Life as I see it

Marco Polo is often seen as the world’s greatest traveller. At 17, he went from Venice to the court of the Great Khan!

July 23, 2015 03:31 pm | Updated 03:31 pm IST

Illustration: Satheesh Vellinezhi

Illustration: Satheesh Vellinezhi

Am sure most of you have played the game, Marco Polo, which is not very different from Blindman’s Buff. The airport at Venice is named “Marco Polo Venice” after its famous son.

In 1261, Marco Polo was a lad of six when his father and uncle set out eastward from Venice. The two travellers went all the way to Beijing where they were received well by the famous Mongol ruler and Chinese emperor Kublai Khan, the grandson of Ghenghis Khan who’d conquered North-East Asia. A year passed, Kublai Khan sent the two Italians on their way with a letter to Pope Clement IV requesting for 100 priests to teach people about Christianity and oil from the lamp at the Holy Sepulchre in Jerusalem.

Adventure

By the time his father returned from his travels, Marco was a teenager and had sadly enough lost his mother. He was barely 17 when Nicolo Polo took his son along with his brother on his second trip to Cathay. When they came to the unrelenting sands of the Gobi desert, Marco thought it could easily take a year to cross it. “There is nothing at all to eat,” he cried.
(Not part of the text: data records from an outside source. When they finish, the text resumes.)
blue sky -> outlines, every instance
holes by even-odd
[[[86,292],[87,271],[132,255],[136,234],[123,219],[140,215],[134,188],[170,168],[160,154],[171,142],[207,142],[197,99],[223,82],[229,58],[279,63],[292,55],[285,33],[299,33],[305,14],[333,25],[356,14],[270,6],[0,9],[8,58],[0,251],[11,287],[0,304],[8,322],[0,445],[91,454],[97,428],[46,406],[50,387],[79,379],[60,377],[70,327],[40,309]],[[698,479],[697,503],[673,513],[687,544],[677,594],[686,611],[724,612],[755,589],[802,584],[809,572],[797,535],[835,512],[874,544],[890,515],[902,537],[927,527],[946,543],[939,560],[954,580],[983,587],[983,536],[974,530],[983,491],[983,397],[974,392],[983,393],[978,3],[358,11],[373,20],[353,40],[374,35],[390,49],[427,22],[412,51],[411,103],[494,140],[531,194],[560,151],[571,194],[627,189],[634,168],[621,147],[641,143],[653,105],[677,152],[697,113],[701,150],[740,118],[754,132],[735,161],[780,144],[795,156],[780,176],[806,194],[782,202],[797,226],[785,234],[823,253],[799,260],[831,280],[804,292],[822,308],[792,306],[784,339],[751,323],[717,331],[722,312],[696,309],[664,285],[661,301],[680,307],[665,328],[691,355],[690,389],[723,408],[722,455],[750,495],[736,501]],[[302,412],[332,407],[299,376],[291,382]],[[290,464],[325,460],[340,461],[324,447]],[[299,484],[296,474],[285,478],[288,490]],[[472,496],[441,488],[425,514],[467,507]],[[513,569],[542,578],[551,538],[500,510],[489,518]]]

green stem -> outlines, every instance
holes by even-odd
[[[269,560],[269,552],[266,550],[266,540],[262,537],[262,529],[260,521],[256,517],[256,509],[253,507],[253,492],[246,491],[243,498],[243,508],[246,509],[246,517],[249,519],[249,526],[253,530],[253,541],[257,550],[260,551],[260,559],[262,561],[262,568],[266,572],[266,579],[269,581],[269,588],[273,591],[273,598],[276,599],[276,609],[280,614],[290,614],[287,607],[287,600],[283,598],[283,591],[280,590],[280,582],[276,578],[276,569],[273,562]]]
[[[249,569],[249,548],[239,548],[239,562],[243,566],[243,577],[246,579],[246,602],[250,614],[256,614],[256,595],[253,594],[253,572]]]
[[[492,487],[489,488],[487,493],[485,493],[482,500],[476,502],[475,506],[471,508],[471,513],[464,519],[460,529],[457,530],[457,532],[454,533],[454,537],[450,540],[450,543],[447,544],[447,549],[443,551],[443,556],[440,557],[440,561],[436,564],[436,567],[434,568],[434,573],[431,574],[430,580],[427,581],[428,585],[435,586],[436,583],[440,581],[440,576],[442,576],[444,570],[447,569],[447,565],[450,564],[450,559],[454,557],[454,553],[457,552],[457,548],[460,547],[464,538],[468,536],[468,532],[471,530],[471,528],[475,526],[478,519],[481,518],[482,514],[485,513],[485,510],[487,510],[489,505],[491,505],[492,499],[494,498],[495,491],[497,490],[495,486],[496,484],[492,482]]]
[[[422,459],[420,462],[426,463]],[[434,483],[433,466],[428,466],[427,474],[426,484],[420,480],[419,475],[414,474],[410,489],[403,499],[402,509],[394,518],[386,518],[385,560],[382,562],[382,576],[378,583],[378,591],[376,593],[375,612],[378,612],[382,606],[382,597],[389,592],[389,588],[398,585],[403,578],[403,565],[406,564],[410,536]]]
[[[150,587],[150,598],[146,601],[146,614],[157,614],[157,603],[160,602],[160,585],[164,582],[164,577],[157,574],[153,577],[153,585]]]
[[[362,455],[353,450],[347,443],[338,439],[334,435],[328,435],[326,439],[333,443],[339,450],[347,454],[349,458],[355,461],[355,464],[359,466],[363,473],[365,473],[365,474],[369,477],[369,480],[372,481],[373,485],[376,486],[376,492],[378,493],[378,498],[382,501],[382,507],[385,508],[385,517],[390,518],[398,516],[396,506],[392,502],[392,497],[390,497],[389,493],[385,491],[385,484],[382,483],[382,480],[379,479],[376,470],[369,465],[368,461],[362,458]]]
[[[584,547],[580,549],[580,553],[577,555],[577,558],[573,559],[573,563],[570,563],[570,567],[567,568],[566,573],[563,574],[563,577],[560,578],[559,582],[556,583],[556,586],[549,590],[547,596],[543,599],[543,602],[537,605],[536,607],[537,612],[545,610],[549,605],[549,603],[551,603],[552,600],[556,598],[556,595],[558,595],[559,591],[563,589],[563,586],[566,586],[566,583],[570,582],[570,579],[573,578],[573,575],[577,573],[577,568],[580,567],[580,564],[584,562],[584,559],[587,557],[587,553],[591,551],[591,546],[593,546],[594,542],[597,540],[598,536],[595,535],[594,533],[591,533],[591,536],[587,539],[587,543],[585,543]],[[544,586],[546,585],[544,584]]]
It took three and a half years to reach Cambaluc or Khanbalig meaning the city of Khan. In his account of the life of Mongols, Marco Polo seems taken aback by the way in which women got saddled with the lion’s share of work. The men did not bother about anything other than hunting, warfare and falconry, he noted.

A linguist who knew four languages, Marco was a big hit with the Emperor who sent him on special missions to places like Burma and India. Coal, imperial post and paper currency were things of wonder for the Italian explorer. According to him, coal was “stones that burned like logs”, and saved greatly on firewood.

The English poet Samuel Coleridge wrote a poem titled, “Kubla Khan”. The inspiration was Marco Polo’s account of the stately pleasure dome in Xanadu or Shang-du built in the 13th century by Kublai Khan. Marco Polo described it, “as the greatest palace that ever was”.

The Polos —father, brother and son — stayed in the Great Khan’s court for 17 years and had become wealthy. The sea journey back home took two years. Marco married Donata Badoer and had three daughters.

After three years of his return Marco Polo commanded a ship in a battle against Genoa and was captured and put behind bars. It was his fellow-mate in prison, Rustichello of Pisa, a writer himself, who persuaded Marco to record his 24-year trip outside Venice. Thus came out The Travels of Marco Polo . The impact of the book on contemporary Europe was tremendous. The book was printed in French, Italian and Latin.

But the book was also referred to as The Million Lies because few believed his stories to be true! For one thing, though he had travelled extensively in China, the book did not mention the Great Wall, women’s foot-binding or tea.

On his deathbed at the age of 70, Marco said: I have only told half of what I know, for I knew I would not be believed.